Now the problem is, though it works well with the first font 金文大篆体.ttf (in Jin_Wen_Da_Zhuan_Ti.7z), the script does not work on the other two fonts, even if they can be rendered correctly in Microsoft Word: for 中國龍金石篆.ttf (in Zhong_Guo_Long_Jin_Shi_Zhuan.7z), it draws nothing so bbox
will be None
; for 中研院金文.ttf (in Zhong_Yan_Yuan_Jin_Wen.7z), it will draw a black frame with no character in the picture.
and thus fails to pass the test of criterion
, whose purpose is for testing an all-black output. I used FontForge to check the properties of the fonts, and found that the first font 金文大篆体.ttf (in Jin_Wen_Da_Zhuan_Ti.7z) uses UnicodeBmp
while the other two use Big5hkscs
which is not the encoding scheme of my system. This may be the reason that the font names are unrecognizable in my system:
Actually I also try to solve this by trying to get the font with the messy font name. I tried pycairo
after installing those fonts:
import cairo
# adapted from
# http://heuristically.wordpress.com/2011/01/31/pycairo-hello-world/
# setup a place to draw
surface = cairo.ImageSurface(cairo.FORMAT_ARGB32, 100, 100)
ctx = cairo.Context (surface)
# paint background
ctx.set_source_rgb(1, 1, 1)
ctx.rectangle(0, 0, 100, 100)
ctx.fill()
# draw text
ctx.select_font_face('金文大篆体')
ctx.set_font_size(80)
ctx.move_to(12,80)
ctx.set_source_rgb(0, 0, 0)
ctx.show_text('我')
# finish up
ctx.stroke() # commit to surface
surface.write_to_png('我.gif')
This works well again with 金文大篆体.ttf (in Jin_Wen_Da_Zhuan_Ti.7z):
but still not with others. For example: neither ctx.select_font_face('中國龍金石篆')
(which reports _cairo_win32_scaled_font_ucs4_to_index:GetGlyphIndicesW
) nor ctx.select_font_face('¤¤°êÀsª÷¥Û½f')
(which draws with the default font) works. (The latter name is the messy code displayed in the font viewer as shown above, obtained by a line of Mathematica code ToCharacterCode["中國龍金石篆", "CP950"] // FromCharacterCode
where CP950
is the code page of Big5.)
So I think I've tried my best to tackle this issue, but still cannot solve it. I've also come up with other ways like renaming the font name with FontForge or changing the system encoding to Big5, but I would still prefer a solution that involves Python only and thus needs less additional actions from the user.
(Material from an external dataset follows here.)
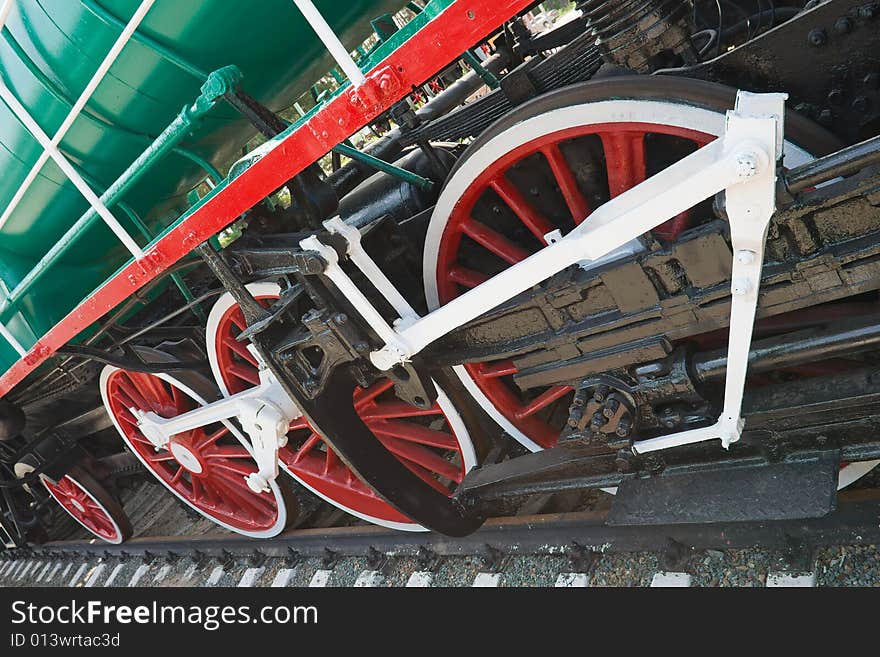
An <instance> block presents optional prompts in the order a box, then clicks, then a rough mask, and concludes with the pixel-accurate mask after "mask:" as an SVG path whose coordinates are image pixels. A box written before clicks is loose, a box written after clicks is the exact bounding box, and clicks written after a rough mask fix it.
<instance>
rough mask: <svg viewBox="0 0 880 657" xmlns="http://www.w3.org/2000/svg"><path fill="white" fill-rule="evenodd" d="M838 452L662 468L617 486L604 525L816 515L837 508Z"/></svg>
mask: <svg viewBox="0 0 880 657" xmlns="http://www.w3.org/2000/svg"><path fill="white" fill-rule="evenodd" d="M839 469H840V455H839V453H838V452H835V451H822V452H814V453H812V454H810V455H800V454H799V455H798V458H797V460H792V461H783V462H779V463H769V464H768V463H766V462H763V461H762V462H756V463H755V464H754V465H746V464H741V465H739V466H737V467H734V468H724V469H721V468H713V469H701V470H693V469H691V470H687V471H682V472H670V471H666V472H664V473H663V474H662V476H656V477H650V478H646V479H631V480H628V481H625V482H624V483H622V484H621V485H620V487H619V488H618V491H617V496H616V498H615V500H614V504H613V506H612V507H611V512H610V513H609V514H608V519H607V523H608V524H609V525H667V524H670V525H671V524H694V523H710V522H739V521H756V520H757V521H760V520H795V519H799V518H819V517H821V516H824V515H827V514H828V513H830V512H831V511H833V510H834V509H835V507H836V506H837V477H838V472H839Z"/></svg>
Any hints will be greatly appreciated. Thank you.
To the moderators of stackoverflow: this problem may seem "too localized" at its first glance, but it could happen in other languages / other encodings / other fonts, and the solution can be generalized to other cases, so please don't close it with this reason. Thank you.
UPDATE: Weirdly Mathematica can recognize the font name in CP936 (GBK, which can be thought of as my system encoding). Take 中國龍金石篆.ttf (in Zhong_Guo_Long_Jin_Shi_Zhuan.7z) for an example:
But setting ctx.select_font_face('ÖÐøý½ðʯ*')
does not work either, which will create the character image with the default font.